EMTs are broken down into three different levels, he said. The beginning level is Basic, followed by Advanced and Paramedic, top of the line. The fire department here consists of seven EMT-Paramedics, five EMT-Intermediates and 17 EMT-Basics.
Those firefighters, who are paramedics such as Firefighter/Paramedic Jacob Hackett, perform advanced life support.
“One of the main things under advanced life support is advanced cardiac life support,” Goldstein said. “This is the ability to defibrillate and administer medicine that allows the heart to do different things to get that heart beating in the way it’s supposed to.”
Hackett reiterated Goldstein’s and the American Heart Association’s pleas for people to call for help the minute they experience heart attack or any other medical symptoms.
“The most important aspect is if you know something is going on with your body, if something is medically wrong with you, you need to call us,” Hackett said. “It’s much better to call us and find out it was a false alarm than to not call us and find out you’re having a true medical emergency.
“Every second you wait, you’re decreasing your chance of survival,” he said
He described heart attack symptoms as chest pain, movement of pain around the body from the left or right side for both men and women; feeling dizzy to difficulty catching your breath.
“There’s always an exception to the rule,” Hackett said. “Everyone’s body is designed anatomically different so what you experience during a cardiac event and what I would experience during a cardiac event could be very different.”
“When we respond to a cardiac incident, essentially we become like a temporary emergency room set up around (the patient),” he continued. “We have the capability to do what they would be doing in an emergency room if you walked into an emergency room, and we can be doing these things right at your desk, in the middle of the Commissary, out in a field where somebody’s working.
“We are basically going to set up an emergency room around you and provide ventilation support, administer cardiac medicines, and provide the same heart monitoring capabilities a cardiologist has,” Hackett said. “Essentially we’re providing the same care sitting in the back of the ambulance, before we leave, they would be doing in an emergency room.”
Heart Attack Symptoms
According to the American Heart Association’s website, www.heart.org, the following are signs that can mean a heart attack is happening:
• Chest discomfort.

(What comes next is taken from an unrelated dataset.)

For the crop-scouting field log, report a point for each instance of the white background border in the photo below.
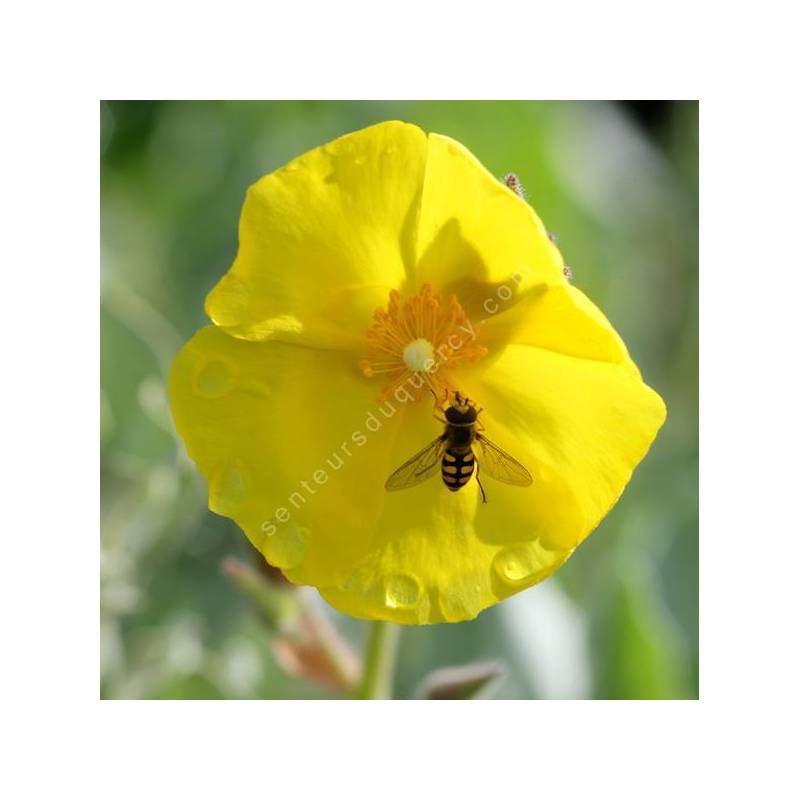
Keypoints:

Most heart attacks involve discomfort in the center of the chest that lasts more than a few minutes, or that goes away and comes back. It can feel like uncomfortable pressure, squeezing, fullness or pain.
• Discomfort in other areas of the upper body. Symptoms can include pain or discomfort in one or both arms, the back, neck, jaw or stomach.
• Shortness of breath with or without chest discomfort.
• Other signs may include breaking out in a cold sweat, nausea or lightheadedness.
As with men, women’s most common heart attack symptom is chest pain or discomfort. But women are somewhat more likely than men to experience some of the other common symptoms, particularly shortness of breath, nausea/vomiting, and back or jaw pain.
Learn the signs, but remember this: Even if an individual is not sure he or she is having a heart attack, have it checked out. Tell a doctor your symptoms. Minutes matter! Fast action can save lives - maybe your own. Don’t wait more than five minutes to call 9-1-1 or your emergency response number.
Calling 9-1-1 is almost always the fastest way to get lifesaving treatment. EMS staff can begin treatment when they arrive - up to an hour sooner than if someone gets to the hospital by car. Patients with chest pain who arrive by ambulance usually receive faster treatment at the hospital, too. It is best to call EMS for rapid transport to the emergency room.